No written comments
Mr. Dana Abrahamsen
Federal Trade Commission
Sixth Street & Pennsylvania Avenue, N.W.
Washington, DC 20580
Confirming our conversation of today, the reporting and waiting requirements of Section 7A of the Clayton Act do not apply to the following leveraged buy-out transaction.
A. THE ACQUISITION
A is an ultimate parent entity with sales or assets exceeding $100 million. A will sell substantially all of the assets of an operating division and a subsidiary to a new corporation B, for aggregate consideration exceeding $15 million. More than 50% of the voting stock of B will be held by C, a limited partnership. C will therefore be Bs ultimate parent entity for purposes of determining where the Acquiring Person holds $10 million or more in sales or assets. One or more of the partners in C has sales or assets of more than $10 million. Because, however, a partnership is always deemed to be its own ultimate parent, the holdings of its partners need not be considered.

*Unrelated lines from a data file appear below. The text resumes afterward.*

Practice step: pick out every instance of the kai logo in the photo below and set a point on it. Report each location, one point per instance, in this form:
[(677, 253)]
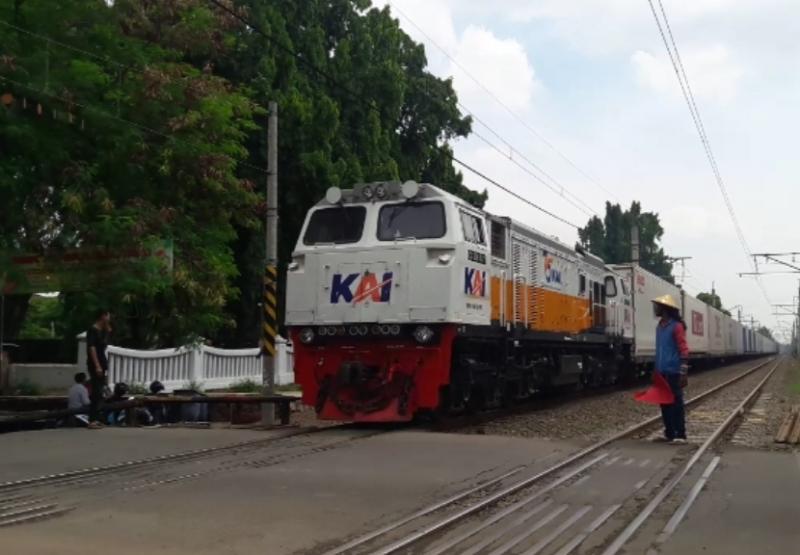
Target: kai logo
[(552, 273), (366, 285), (474, 282)]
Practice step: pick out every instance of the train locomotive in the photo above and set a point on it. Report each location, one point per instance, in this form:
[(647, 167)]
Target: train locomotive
[(403, 299)]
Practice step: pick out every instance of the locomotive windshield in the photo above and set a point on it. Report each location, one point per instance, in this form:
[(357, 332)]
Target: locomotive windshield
[(411, 220), (339, 225)]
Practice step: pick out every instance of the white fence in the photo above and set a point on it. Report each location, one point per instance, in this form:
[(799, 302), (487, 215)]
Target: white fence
[(211, 367)]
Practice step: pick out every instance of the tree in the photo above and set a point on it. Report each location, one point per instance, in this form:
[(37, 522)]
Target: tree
[(610, 238), (117, 142), (765, 331), (359, 106), (714, 300), (126, 123)]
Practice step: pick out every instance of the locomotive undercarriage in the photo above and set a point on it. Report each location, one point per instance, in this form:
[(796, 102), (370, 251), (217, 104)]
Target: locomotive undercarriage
[(491, 370)]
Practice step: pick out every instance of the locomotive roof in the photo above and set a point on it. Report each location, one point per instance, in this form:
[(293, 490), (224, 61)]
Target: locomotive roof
[(430, 191)]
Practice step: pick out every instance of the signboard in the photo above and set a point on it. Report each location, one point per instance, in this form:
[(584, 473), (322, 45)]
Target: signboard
[(697, 323), (74, 270)]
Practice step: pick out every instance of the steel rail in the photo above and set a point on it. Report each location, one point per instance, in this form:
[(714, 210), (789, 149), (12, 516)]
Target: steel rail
[(636, 523), (49, 479), (428, 530)]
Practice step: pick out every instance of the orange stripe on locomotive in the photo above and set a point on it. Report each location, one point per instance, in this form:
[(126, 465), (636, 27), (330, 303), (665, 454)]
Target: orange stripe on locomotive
[(540, 308)]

Cs most regularly prepared balance sheet shows total assets of $5.8 million, consisting principally of convertible preferred stock in two corporations, other minority stock interests, and cash or cash equivalents. In addition to these assets, C has the discretionary contractual right to call on its limited partners to contribute up to $32 million in additional capital. In accordance with generally accepted accounting principles, Cs accountants (an independent outside, big eight accounting firm) have placed no value in this contractual right to calculating the value of Cs assets. For purposes of Section 7A of the Clayton Act, C is deemed to be smaller than a $10 million person, the acquisition is not reportable.
B. THE FORMATION OF B
The formation of B does not satisfy the requirements of Section 801.40, and is therefore not reportable. Neither C or any other contributor to B has annual net sales or total assets of $10 million or more.